You can also expect to pay higher product fees and have to stump up a larger deposit to buy a property. But if you’re looking to flip a property quickly, a buy-to-sell mortgage is still likely to be the most suitable type of loan.

Example of using a buy-to-sell mortgage

An overall representative example for regulated bridging loans
Based on borrowing£214,000 over 1 year
Interest rate8.96% p.a. (fixed)
Lender fee£4,100
Overall cost of comparison11.5% APRC
Broker fee£0.00
Total amount repayable£233,541.76 inc. interest of £15,441.76

Do banks offer buy-to-sell mortgages or do I need a specialist lender?

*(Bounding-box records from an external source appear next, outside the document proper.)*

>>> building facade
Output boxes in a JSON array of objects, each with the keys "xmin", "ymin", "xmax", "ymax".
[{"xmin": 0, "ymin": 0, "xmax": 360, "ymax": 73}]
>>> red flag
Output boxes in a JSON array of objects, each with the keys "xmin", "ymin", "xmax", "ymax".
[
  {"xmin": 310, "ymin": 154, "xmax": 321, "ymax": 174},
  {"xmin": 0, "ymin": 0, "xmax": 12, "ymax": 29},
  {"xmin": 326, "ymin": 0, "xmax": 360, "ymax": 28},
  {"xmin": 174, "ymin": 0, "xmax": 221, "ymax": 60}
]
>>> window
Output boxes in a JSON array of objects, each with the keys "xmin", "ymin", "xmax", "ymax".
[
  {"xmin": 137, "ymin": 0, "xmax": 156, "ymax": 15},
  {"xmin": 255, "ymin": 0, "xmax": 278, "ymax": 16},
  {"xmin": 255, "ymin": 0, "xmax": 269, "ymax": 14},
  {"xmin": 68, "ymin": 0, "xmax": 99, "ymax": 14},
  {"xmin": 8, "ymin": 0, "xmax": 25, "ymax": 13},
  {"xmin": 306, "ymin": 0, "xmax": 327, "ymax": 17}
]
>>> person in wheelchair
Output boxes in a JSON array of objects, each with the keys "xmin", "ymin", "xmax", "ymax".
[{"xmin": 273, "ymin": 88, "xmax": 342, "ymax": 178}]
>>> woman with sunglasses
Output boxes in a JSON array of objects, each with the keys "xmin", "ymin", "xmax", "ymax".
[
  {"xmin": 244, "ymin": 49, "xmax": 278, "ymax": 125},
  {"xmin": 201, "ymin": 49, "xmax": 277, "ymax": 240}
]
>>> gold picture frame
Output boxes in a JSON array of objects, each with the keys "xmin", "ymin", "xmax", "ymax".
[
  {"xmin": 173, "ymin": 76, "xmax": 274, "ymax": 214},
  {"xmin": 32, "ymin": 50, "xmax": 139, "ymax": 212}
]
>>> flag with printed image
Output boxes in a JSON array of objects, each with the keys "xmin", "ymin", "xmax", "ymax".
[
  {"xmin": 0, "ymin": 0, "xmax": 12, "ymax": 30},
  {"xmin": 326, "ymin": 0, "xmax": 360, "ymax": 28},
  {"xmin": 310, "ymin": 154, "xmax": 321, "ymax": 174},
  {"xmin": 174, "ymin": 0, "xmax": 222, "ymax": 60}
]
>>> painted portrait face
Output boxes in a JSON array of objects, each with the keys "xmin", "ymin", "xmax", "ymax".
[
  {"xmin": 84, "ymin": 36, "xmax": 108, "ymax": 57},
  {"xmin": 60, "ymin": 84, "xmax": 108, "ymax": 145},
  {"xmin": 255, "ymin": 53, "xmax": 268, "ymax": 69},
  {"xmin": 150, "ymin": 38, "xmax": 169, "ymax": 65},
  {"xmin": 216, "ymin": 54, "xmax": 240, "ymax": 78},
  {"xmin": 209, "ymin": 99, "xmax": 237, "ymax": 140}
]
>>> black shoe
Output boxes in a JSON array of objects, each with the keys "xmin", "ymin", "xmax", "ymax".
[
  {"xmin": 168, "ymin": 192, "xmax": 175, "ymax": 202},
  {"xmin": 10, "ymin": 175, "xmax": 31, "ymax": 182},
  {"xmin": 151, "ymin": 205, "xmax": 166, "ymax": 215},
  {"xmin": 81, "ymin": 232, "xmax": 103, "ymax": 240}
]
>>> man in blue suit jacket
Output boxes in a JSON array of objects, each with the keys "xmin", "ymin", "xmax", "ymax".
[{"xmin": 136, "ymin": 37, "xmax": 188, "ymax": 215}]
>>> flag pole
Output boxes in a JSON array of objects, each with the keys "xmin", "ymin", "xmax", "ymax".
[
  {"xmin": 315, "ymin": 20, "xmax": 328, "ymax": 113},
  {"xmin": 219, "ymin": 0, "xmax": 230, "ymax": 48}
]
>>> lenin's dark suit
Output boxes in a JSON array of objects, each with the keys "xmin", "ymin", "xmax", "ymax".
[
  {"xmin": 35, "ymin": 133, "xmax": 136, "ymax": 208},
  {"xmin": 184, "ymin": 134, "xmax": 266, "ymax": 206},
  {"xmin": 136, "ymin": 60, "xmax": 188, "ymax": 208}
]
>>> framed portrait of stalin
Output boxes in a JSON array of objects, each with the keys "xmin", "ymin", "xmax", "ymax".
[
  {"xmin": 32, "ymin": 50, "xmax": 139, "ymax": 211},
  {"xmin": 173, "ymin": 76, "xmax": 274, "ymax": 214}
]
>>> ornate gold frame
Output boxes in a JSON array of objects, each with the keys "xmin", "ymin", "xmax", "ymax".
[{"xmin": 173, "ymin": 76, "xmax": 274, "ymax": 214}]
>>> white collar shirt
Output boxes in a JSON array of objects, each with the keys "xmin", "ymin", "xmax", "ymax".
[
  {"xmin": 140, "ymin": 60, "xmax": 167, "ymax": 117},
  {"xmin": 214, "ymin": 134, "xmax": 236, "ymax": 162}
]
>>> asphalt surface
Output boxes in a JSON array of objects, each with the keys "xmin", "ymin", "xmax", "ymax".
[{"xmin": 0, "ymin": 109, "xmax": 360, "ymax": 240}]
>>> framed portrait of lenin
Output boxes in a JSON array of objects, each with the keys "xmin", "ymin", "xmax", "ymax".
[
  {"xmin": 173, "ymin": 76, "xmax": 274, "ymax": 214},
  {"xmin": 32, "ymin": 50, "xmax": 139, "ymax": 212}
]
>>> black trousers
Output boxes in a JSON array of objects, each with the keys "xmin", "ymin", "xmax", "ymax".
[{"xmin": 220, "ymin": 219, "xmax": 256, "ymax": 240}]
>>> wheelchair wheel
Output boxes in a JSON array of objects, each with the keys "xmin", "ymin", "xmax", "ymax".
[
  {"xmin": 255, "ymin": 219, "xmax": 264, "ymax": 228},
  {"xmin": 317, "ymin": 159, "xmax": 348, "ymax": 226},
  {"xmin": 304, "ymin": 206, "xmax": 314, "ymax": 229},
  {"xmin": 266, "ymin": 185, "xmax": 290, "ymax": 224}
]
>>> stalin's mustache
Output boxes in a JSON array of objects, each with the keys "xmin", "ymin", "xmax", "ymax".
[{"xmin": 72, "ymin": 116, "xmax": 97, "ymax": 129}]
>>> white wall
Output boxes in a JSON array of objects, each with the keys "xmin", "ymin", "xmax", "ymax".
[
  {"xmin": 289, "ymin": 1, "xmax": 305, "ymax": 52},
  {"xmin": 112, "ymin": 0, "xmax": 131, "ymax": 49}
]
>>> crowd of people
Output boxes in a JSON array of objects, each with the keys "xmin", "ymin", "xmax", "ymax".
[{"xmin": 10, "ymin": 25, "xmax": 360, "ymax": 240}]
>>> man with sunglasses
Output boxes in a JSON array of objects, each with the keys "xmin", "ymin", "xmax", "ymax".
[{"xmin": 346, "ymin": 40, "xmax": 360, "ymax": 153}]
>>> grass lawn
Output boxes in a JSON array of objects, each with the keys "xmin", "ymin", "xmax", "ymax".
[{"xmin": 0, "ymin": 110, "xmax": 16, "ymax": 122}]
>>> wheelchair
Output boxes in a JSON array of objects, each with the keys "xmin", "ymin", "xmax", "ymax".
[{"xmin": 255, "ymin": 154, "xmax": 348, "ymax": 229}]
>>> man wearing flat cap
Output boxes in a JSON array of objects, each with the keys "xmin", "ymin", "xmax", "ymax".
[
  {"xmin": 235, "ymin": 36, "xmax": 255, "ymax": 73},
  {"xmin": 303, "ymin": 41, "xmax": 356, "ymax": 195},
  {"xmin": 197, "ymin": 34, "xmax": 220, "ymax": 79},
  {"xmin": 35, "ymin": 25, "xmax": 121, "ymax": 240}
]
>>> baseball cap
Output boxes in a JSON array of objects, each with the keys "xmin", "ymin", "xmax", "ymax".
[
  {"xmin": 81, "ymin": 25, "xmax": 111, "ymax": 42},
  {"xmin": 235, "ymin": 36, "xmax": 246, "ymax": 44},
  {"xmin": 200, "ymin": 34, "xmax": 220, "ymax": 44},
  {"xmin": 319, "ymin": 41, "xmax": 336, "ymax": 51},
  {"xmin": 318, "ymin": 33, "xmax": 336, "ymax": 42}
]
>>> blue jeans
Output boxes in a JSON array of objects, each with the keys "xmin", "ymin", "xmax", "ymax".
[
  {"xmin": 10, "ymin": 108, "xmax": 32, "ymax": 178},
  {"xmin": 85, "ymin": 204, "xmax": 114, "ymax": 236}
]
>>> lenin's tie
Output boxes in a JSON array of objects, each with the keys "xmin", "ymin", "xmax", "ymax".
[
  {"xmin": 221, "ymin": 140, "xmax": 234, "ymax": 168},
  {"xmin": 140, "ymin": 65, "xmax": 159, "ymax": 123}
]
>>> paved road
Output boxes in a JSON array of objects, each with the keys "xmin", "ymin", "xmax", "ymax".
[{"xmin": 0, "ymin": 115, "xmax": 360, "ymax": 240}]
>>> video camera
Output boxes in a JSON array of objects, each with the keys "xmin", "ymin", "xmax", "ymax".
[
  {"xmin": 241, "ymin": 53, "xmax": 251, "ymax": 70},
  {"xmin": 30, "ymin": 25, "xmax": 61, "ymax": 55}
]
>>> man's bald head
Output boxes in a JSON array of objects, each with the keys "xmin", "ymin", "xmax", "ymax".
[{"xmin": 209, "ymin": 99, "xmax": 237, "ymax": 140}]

Mainstream lenders and big high street banks don’t tend offer buy-to-sell mortgages. They are quite niche products, so it’s likely you’ll have to go to a specialist lender.

It may also be worth approaching a mortgage broker who specialises in this area of property financing, as they may be able to help you access lenders offering these types of products.

How to increase your chances of being approved for a buy-to-sell mortgage

To be eligible for these types of finance deals, you’ll usually need to already have 25% of the property’s value as a deposit. The larger the deposit, the more likely you’ll be approved for a good interest rate.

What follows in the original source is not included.